In this code block, I will also use different values for n_estimators to see which n_estimator value is best for the model in terms of both model performance and computational use.

In [49]:
n_estimator = [100, 200, 300, 400, 500]

for n in n_estimator:
    rf_model = RandomForestRegressor(max_depth = 32, n_estimators = n) #testing the ideal value for n
    rf_model.fit(X_train, y_train)
    rf_y_pred = rf_model.predict(X_test)
    rf_rmse = mean_squared_error(y_test, rf_y_pred, squared = False)
    rf_r2 = r2_score(y_test, rf_y_pred)
    
    print("RMSE for n_estimators ", n, " = ", rf_rmse)
    print("R2_score for n_estimators ", n, " = ", rf_r2)
    print("--------------------------------------------------------")
RMSE for n_estimators  100  =  0.07476010843395128
R2_score for n_estimators  100  =  0.9142663872155729
--------------------------------------------------------
RMSE for n_estimators  200  =  0.0734342064728498
R2_score for n_estimators  200  =  0.9172804634748956
--------------------------------------------------------
RMSE for n_estimators  300  =  0.0738136486404338
R2_score for n_estimators  300  =  0.9164234140855263
--------------------------------------------------------
RMSE for n_estimators  400  =  0.0748789900908593
R2_score for n_estimators  400  =  0.9139935075258963
--------------------------------------------------------
RMSE for n_estimators  500  =  0.07323691072406122
R2_score for n_estimators  500  =  0.9177243516821939
--------------------------------------------------------
In [50]:
# I chose n_estimators = 200
rf_model = RandomForestRegressor(max_depth = 32, n_estimators = 200) #testing th
rf_model.fit(X_train, y_train)
rf_y_pred = rf_model.predict(X_test)
rf_rmse = mean_squared_error(y_test, rf_y_pred, squared = False)
rf_r2 = r2_score(y_test, rf_y_pred)

print("RMSE for Random Forest Model = ", rf_rmse)
print("R2_score = ", rf_r2)
RMSE for Random Forest Model =  0.07344730733747297
R2_score =  0.9172509460559959

From the above results, I notice that there are diminishing returns to using n_estimators > 200 for this model as we can see that the RMSE score for n_estimators = 200 and 300 is very similar. Also, it is worth noting that as we increase the n_estimators for RF in this case, the RMSE actually begins to drop. So I would choose n_estimators close to 200.

Overall Analysis¶

Visualizing the model performance based on different modeling techniques used¶
In [55]:
RMSE_values = [mr_rmse, dt_rmse, gbdt_rmse, rf_rmse]
R2_values = [mr_r2, dt_r2, gbdt_r2, rf_r2]
labels = ['MR', 'DT', 'GBDT', 'RF']

rg = np.arange(4)
width = 0.4
plt.bar(rg, RMSE_values, width, label = "RMSE", color = 'blue')
plt.bar(rg+width, R2_values, width, label = "R2", color = 'pink')

# Adding labels to plot
plt.xticks(rg + width/2, labels)
plt.xlabel("Models Used")
plt.ylabel("RMSE and R2")

plt.title("Model performance for World Happiness Report Data")
plt.legend(loc = 'upper left', ncol =2)
plt.show()

From the above plot, we see that Gradient Boosting Decision Trees and Random Forest are the best model candidates for this dataset. It is worth noting that these models have a high computational need and it depends on the specific business need to implement these ensemble methods.

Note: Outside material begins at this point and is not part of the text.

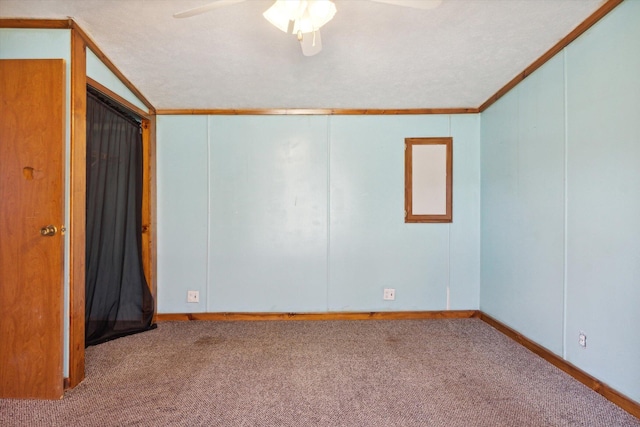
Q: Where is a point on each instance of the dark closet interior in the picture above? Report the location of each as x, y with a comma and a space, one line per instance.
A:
118, 301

Also, multiple regression does have a high R2 but does not perform well in terms of reducing model estimation error. At one stage of model training, I used linear regression to mitigate this challenge. Here, one should be careful of simply implementing the linear regression model because it might fail to capture relationship between different features that contribute towards an accurate prediction of life expectancy.

Another observation to keep in mind is the use of n_estimators and the business model need. Using a high number of n_estimators (to a certain threshold) can provide models with low error. However, it is worth considering the marginal benefit gained from lower error versus the marginal cost of computation based on the dataset being trained and the business issue at stake.